Paul Newman siguió con sus ojos escrutadores y hoscos la figura de Roberto cuando éste se disponía a entrar en el reservado. "¿Por qué me mirará tanto este gilipollas?", pensaba Roberto cuando, de repente, un brazo a modo de barrera se interpuso entre él y la resplandeciente Amaranta, que era observada inquisitivamente por casi todos los hombres que había alrededor.

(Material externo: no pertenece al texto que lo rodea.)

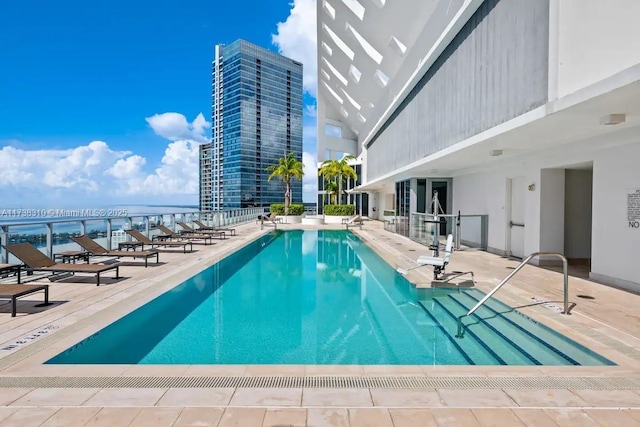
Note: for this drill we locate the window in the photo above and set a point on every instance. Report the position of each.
(333, 130)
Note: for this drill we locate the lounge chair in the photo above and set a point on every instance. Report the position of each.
(186, 230)
(96, 249)
(13, 292)
(354, 220)
(172, 235)
(35, 260)
(203, 227)
(10, 268)
(167, 243)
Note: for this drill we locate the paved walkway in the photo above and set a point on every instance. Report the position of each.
(608, 322)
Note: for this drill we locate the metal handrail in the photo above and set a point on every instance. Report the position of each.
(524, 262)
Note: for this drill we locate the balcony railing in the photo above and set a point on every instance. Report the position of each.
(469, 231)
(53, 235)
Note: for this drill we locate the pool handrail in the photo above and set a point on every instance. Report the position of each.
(565, 264)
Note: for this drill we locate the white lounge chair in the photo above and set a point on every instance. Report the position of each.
(438, 264)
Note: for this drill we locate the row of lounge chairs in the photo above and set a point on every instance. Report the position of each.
(33, 260)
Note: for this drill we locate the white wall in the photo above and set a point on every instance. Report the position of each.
(615, 246)
(577, 213)
(552, 185)
(596, 39)
(483, 194)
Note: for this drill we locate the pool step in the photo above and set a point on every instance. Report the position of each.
(504, 351)
(510, 334)
(568, 352)
(473, 350)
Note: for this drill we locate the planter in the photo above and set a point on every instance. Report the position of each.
(335, 219)
(290, 219)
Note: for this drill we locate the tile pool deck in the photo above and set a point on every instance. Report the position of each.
(255, 395)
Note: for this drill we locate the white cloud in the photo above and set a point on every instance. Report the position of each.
(175, 126)
(296, 39)
(127, 168)
(178, 172)
(97, 173)
(80, 168)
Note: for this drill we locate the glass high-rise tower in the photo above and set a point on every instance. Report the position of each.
(257, 118)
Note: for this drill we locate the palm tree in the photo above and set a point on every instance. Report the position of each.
(338, 170)
(288, 168)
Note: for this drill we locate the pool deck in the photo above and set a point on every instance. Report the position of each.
(608, 322)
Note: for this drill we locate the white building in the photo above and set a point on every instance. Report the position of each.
(526, 111)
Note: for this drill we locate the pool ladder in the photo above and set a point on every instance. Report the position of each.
(524, 262)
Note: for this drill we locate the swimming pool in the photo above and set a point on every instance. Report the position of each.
(319, 297)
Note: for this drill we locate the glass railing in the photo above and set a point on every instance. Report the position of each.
(469, 231)
(53, 236)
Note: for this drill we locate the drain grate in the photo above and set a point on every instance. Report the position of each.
(336, 382)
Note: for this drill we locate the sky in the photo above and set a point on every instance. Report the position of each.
(105, 102)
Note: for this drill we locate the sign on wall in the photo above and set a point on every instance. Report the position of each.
(633, 208)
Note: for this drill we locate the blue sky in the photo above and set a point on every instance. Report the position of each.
(102, 100)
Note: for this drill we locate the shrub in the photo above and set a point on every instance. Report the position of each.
(294, 209)
(339, 210)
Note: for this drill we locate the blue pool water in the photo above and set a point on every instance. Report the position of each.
(320, 297)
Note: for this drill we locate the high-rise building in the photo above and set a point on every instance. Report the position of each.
(257, 118)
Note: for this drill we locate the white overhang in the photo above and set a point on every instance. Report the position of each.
(572, 123)
(371, 53)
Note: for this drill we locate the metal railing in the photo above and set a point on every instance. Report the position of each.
(43, 231)
(565, 272)
(469, 231)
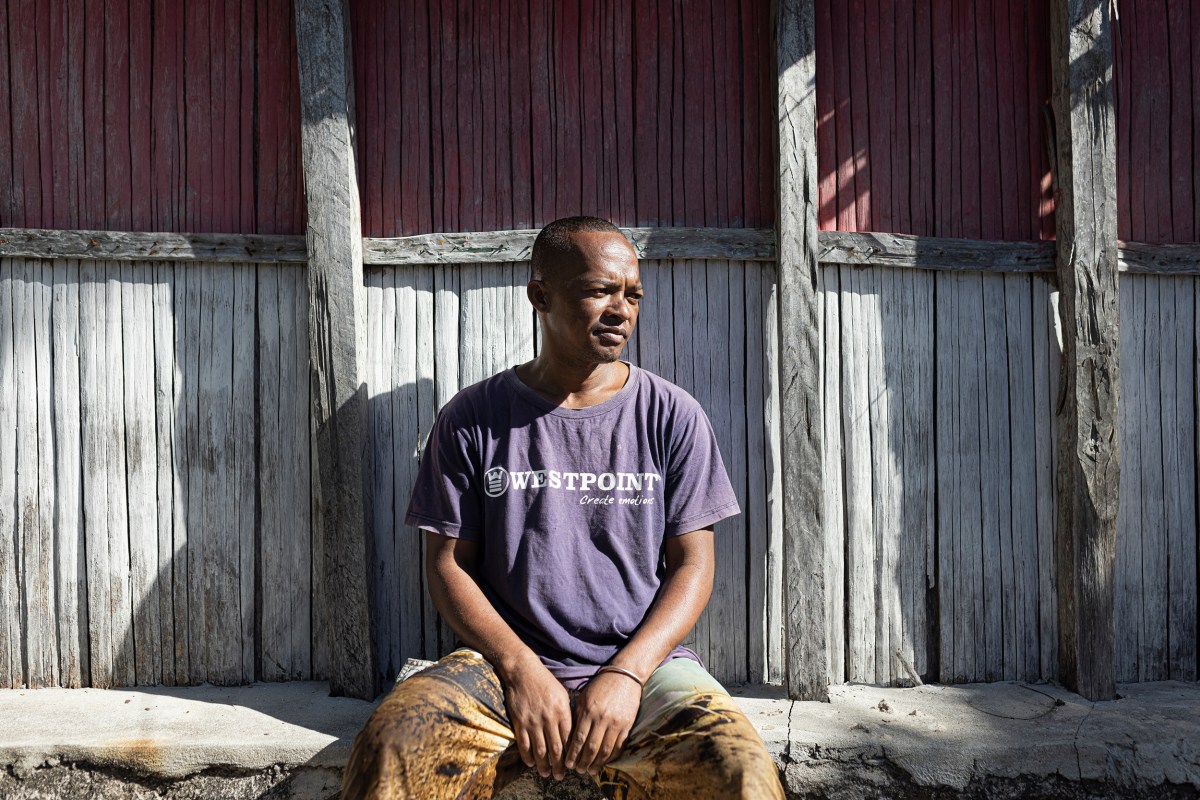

-Con ese calzado no se puede pasar, joven- le dijo el dueño del brazo con estentórea voz. Era un gorila engominado y con aire insolente.
-Pues ya me han dejado pasar a la discoteca- apuntó Roberto.
-Ya, pero aquí dentro no se puede.
-Pero tu compañero de la puerta me dicho que podía.
-A mí mi compañero de la puerta me da igual, a mí me han dicho que con ese calzado no se puede pasar y punto.
-Pero...
-Que no se puede y ya está. Haga el favor de apartarse de la entrada.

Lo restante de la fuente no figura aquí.